Encoding and characters

Background
Detecting the encoding
Converting to UTF-8
Gremlins
graphu
Mojibake
Simplest characters
Combining characters
Markup and HTML entities
Quoting
Unmatched brackets
Cyrillic/Latin mixtures


Background

Datasets that will be shared with the world (like Darwin Core tables) should be in UTF-8 encoding. If you are not familiar with character encoding, here is a short backgrounder:

Computers only work with strings of 1s and 0s. "Encoding" is how a computer program knows what a particular string of 1s and 0s means, and how it should be displayed.

The character ö is what is called a two-byte character in UTF-8 encoding, because at the 1s and 0s level it contains two bytes (8 bits, each bit is a one or a zero).
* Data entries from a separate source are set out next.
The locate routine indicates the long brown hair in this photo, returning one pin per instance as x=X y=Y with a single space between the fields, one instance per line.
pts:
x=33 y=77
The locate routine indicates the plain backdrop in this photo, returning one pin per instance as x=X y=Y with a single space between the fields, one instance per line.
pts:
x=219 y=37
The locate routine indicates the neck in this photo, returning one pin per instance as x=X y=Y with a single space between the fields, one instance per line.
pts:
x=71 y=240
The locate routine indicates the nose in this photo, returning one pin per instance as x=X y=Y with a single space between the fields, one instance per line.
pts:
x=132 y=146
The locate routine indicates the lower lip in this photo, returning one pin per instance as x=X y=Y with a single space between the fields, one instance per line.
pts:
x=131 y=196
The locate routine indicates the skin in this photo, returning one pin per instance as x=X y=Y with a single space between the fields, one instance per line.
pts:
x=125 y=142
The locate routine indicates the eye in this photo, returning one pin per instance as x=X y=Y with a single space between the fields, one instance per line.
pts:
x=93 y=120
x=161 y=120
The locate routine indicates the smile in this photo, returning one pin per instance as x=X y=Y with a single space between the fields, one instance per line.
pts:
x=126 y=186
It looks like this: 11000011 10110110. Any program that understands UTF-8 encoding will see 11000011 10110110 and recognise that as ö.

In the Windows world, many programs do not understand UTF-8, and instead work with "Windows-1252" encoding, or CP1252. This is a single-byte encoding, which means that one byte is one character. In CP1252, the first byte 11000011 is à and the second byte 10110110 is ¶.

So, the two bytes 11000011 10110110 will be read as ö by a program that understands UTF-8, and as ö by a program that understands CP1252. The 1s and 0s have not changed, only the way they are interpreted.

The danger here is that a UTF-8 encoded file will be saved as CP1252, and then converted back to UTF-8. The converting program sees two characters in CP1252, à and ¶. It looks these up in its "table of conversions", and finds that à is what UTF-8 understands as the two-byte character 11000011 10000011, and ¶ is 11000010 10110110. This reproduces the incorrect ö in UTF-8 encoding and is a serious mistake.

It can get worse. Suppose the UTF-8 ö (now 11000011 10000011 11000010 10110110) is fed to a program that only understands CP1252. The program reads the four bytes one byte at a time, and sees à (11000011), ƒ (10000011),  (11000010), ¶ (10110110). The original string "E. Stöckhert" would now be "E. Stöckhert".

To avoid this confusion (called mojibake), always work with UTF-8: open files in a program that recognises UTF-8, and save the file in UTF-8 encoding.


Detecting the encoding

On the command line there are several tools available to test whether a text file is UTF-8 or not. The two I use regularly are file and uchardet.

file command

"table1" does not have character encoding problems, because ASCII is included in UTF-8 . But the CRLF line endings must be changed to LF before any further data checking is done (see structure pages on "Carriage returns").
"table2" is ready for data checking.
"table3" should be converted to UTF-8 (see below), and then have its line endings changed before any further data checking is done.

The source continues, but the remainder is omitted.